The first garden city in Germany, Hellerau, was built
after the Dahlhauserheide Colony was built as a garden city satellite by the
Krupp Housing Department. As such this settlement isn’t a garden city as the
German Garden City Society wasn’t involved in its inception. Also Dahlhauserheide
in Hordel near Bochum was designed prior to Raymond Unwins book Town Planning
in Practice (1909), the German version of this book was published in 1922,
based on Sitte-esque spatial design principles. The whole garden city presents
itself as a built-up example of typical Unwinesque garden city design, but in
actual fact shows the deep influence of the German tradition of artistic urban
planning.
A typical street with semidetached houses and small
front gardens gives Dahlhauserheide a village-like feel. The straight streets
are always short in length, longer streets all have a gentle curve. The houses
are simple with high gable roofs , rendered walls and wooden window shutters on
the ground floor.
Some of the houses have sections of the facade half-timbered
in several patterns. Most of the timber-framing is used on the upper storey and
the gable end. This curved street shows how visual interest is created with the
same basic house repeated several times, but with different details (placement,
shape and size of windows, colour of render and use of timber frame panels).
Visual interest is also created by positioning the
blocks at a 45 degree angle at corners. Here the angled house is also given
extra emphasis by the use of half-timbering on the front facade.
In some places at tactical junctions green verges and
a set-back of the building line is used to widen the street space. The very low
gutter line of the semidetached block at the end of this widened space emphasises
this special point.
One of the long lightly curved streets. The end of the
street can’t be viewed from the beginning of it. The houses are all fairly similar
again with variations in the details. In some places the orientation of a
building is changed or the building line is set back or pushed forward.
The past of this garden city as a colony for miners
can be seen in some places. A wrought iron miner on the wall and an old,
restored coal cart on display in the front garden, or the hammer and pick
underneath the house number are evidence of this.
In some places a large green is created by a setback
of a long section of street. The semidetached houses are all linked by additions.
These used to be outbuildings like stables and sheds, now they are part of the
building. These houses show gable ends with weatherboarding in wood.
This weatherboarding can take several shapes. It can
be classic weatherboarding of slightly overlapping horizontal planks, as shown
above, but the planks can also be used vertically. Vertical weatherboarding is
used to great effect in some buildings, especially where horizontal trim ledges
are used (on the right) instead of the plane plank surface (left).
The park is a large green space that was included to
provide the residence with a communal green space and bring nature closer. This
was of great importance for people in the Reform Movement.
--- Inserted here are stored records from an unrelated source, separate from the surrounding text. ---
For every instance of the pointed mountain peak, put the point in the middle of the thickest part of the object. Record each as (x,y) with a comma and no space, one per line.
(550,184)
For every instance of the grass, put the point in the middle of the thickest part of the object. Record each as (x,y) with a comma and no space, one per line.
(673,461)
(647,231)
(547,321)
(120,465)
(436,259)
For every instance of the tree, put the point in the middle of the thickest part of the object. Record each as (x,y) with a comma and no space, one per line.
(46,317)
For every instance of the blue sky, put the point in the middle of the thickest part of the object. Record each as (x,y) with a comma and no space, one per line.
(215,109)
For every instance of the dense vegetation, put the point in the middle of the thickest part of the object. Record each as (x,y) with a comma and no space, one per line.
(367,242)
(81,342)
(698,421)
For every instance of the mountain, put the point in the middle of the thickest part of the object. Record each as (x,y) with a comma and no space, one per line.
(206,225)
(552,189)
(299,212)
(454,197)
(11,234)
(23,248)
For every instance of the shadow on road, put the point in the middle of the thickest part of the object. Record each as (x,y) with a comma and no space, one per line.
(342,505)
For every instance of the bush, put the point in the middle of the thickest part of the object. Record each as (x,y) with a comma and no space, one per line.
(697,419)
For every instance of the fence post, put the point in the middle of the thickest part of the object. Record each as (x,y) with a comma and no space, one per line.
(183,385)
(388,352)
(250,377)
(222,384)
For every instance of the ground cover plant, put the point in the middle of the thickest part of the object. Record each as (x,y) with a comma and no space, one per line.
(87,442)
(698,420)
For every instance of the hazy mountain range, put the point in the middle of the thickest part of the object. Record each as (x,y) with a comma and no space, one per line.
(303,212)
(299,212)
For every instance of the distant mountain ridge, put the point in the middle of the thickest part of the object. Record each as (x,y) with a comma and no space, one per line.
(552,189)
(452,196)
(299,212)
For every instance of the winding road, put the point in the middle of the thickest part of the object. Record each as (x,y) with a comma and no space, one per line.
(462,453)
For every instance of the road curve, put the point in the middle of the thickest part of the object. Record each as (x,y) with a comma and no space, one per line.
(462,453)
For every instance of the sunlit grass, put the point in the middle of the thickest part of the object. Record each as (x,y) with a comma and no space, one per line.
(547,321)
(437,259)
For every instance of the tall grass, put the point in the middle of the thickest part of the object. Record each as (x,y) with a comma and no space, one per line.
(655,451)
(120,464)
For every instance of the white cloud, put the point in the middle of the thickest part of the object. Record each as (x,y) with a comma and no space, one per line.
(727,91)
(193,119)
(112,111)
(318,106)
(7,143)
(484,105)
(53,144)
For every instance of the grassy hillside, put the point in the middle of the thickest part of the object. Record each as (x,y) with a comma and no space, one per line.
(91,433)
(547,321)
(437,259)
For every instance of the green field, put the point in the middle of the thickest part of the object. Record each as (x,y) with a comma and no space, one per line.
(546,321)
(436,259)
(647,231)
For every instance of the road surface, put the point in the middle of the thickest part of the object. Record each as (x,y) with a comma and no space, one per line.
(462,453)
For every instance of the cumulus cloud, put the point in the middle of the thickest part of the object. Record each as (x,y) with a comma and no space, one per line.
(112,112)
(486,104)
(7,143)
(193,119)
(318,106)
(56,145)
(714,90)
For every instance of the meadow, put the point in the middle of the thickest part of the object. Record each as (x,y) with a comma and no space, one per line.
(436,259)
The park isn’t flat
and therefore not really usable for outdoor sports; a separate sporting ground
with football pitches was built on the northern edge of Dahlhauserheide.
The architect Schmohl designed the houses in a
restrained vernacular style . He used few materials and found expressing in the
detailing, the different use of materials and scarce ornament like for instance
the horizontal trim ledges, small awnings over the front door and wooden
shutters on the ground floor.
Within the sea of semidetached and detached properties
with high roofs, the two storey blocks around the Beamtenplatz . This name
translates as Clerks Square and here at the heart of the garden city an informal
ensemble was built to house the Krupp Company clerks that worked in the nearby
collieries Hannibal and Hannover.
Arched gateways demarcate the entrances to the square.
The buildings are higher and therefore more imposing than the regular housing
for miners with lower roofs, that can be seen in the front framing the view.
Some buildings on the square are even higher with
three storeys and living space under the roof making four storeys and an attic.
These blocks were not intended for clerks or foreman -most of the foremen lived
in detached houses spread around the settlement so they could keep an eye on
the workers- but for the widows of miners that had perished in the pits.
The architecture is very expressive with sgrafito panels,
small roofs over the entrances, standing gale ends and protruding sections
creating visual interest and the idea of several buildings organically grown
around the small square with trees, lawns and a fountain.
These large semidetached houses are based on
Mulhouse-Quadragles. They had extra space for older parents to live in with
their relatives or rooms to let to a young man with no family of his own. The mines
attracted many immigrants and this meant an influx of mainly young men.